En 1989 MURAT déclare à Jean-Marc THEVENET : « Je suis presque exclusivement un nostalgique mais attention un nostalgique dynamique. J’ai toujours un œil dans le rétro.  Dans le présent je me noie et l’avenir c’est abstrait, ça n’existe pas. Je voudrais savoir d’où je viens ». 

Le 15 novembre 2011, évoquant son refus de faire du cinéma, le chantre Auvergnat confie à Jean-Marc LE SOUARNEC : « Je suis resté en état de nostalgie de côtoyer KIESLOWSKI« .

En 1835 le mot « nostalgie » apparaît pour la première fois dans le dictionnaire de l’Académie Française : « Maladie causée par un désir violent de rentrer dans sa patrie ». En 1840 CHATEAUBRIAND lui donne une signification toute autre : « La nostalgie est le regret du pays natal ».  De nos jours la nostalgie est un sentiment de regret du temps passé ou des lieux disparus. On y associe des sentiments agréables, de belles images. Le regret de l’enfance est bien souvent le principal sujet de nostalgie de notre vie à tous.

Dans « Le mythe de Sisyphe » Albert CAMUS clame : « La pensée d’un homme est avant tout sa nostalgie ». L’écrivain Grégoire LACROIX écrit : « On commence à vieillir quand on a la nostalgie des moments qui n’ont jamais existé ».

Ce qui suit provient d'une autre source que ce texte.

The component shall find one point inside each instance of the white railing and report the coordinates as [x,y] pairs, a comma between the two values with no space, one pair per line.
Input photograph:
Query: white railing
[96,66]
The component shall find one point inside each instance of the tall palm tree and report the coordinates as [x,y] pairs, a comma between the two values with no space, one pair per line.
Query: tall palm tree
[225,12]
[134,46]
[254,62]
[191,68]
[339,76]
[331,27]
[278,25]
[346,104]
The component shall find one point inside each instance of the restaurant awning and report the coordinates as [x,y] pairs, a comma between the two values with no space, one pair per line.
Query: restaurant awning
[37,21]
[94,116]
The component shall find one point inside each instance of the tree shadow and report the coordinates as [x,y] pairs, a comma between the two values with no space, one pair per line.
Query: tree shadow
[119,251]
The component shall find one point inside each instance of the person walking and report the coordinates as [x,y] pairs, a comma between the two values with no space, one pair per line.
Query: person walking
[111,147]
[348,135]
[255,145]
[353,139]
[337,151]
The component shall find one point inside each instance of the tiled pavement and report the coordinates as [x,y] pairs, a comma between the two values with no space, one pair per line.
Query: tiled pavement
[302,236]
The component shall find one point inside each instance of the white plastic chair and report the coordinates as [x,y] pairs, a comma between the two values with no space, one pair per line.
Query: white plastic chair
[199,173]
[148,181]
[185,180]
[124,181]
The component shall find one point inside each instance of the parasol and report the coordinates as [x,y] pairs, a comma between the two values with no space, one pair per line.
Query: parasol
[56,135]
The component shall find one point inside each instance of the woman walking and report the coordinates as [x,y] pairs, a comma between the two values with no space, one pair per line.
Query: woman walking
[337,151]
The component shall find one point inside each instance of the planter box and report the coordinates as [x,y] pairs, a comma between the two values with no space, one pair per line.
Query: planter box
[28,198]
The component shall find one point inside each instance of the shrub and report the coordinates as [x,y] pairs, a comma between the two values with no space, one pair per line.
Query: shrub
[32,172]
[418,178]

Le poète Guy DUMOULIN nous donne une autre version de la nostalgie qu’il décrit ainsi : « La nostalgie c’est la paix/Quand du passé/On a tout oublié/De ce qui nous faisait espérer/Meilleur/Notre avenir/Quand tous comptes  réglés/Quand tous fardeaux posés/On sait ce qu’on aimait ».

Dans  »Le cours ordinaire des choses » (2011) MURAT  chante : « Chanter est façon d’être au monde/Chanter est ma façon d’aimer/Mon cœur est sorti de la ronde/Chanter est ma façon d’errer » (…) « L’obscurité m’entoure Solange/Rien de nouveau Margot/Cher ange garde ton orange/Chanter est ma façon d’être en haut ». Ces mots ne sont que « nostalgie » … A y regarder de plus près, voilà qui nous situe entre :   »Ange déchu » et … Amour qui n’est plus … N’est-y pas « Margot » (???)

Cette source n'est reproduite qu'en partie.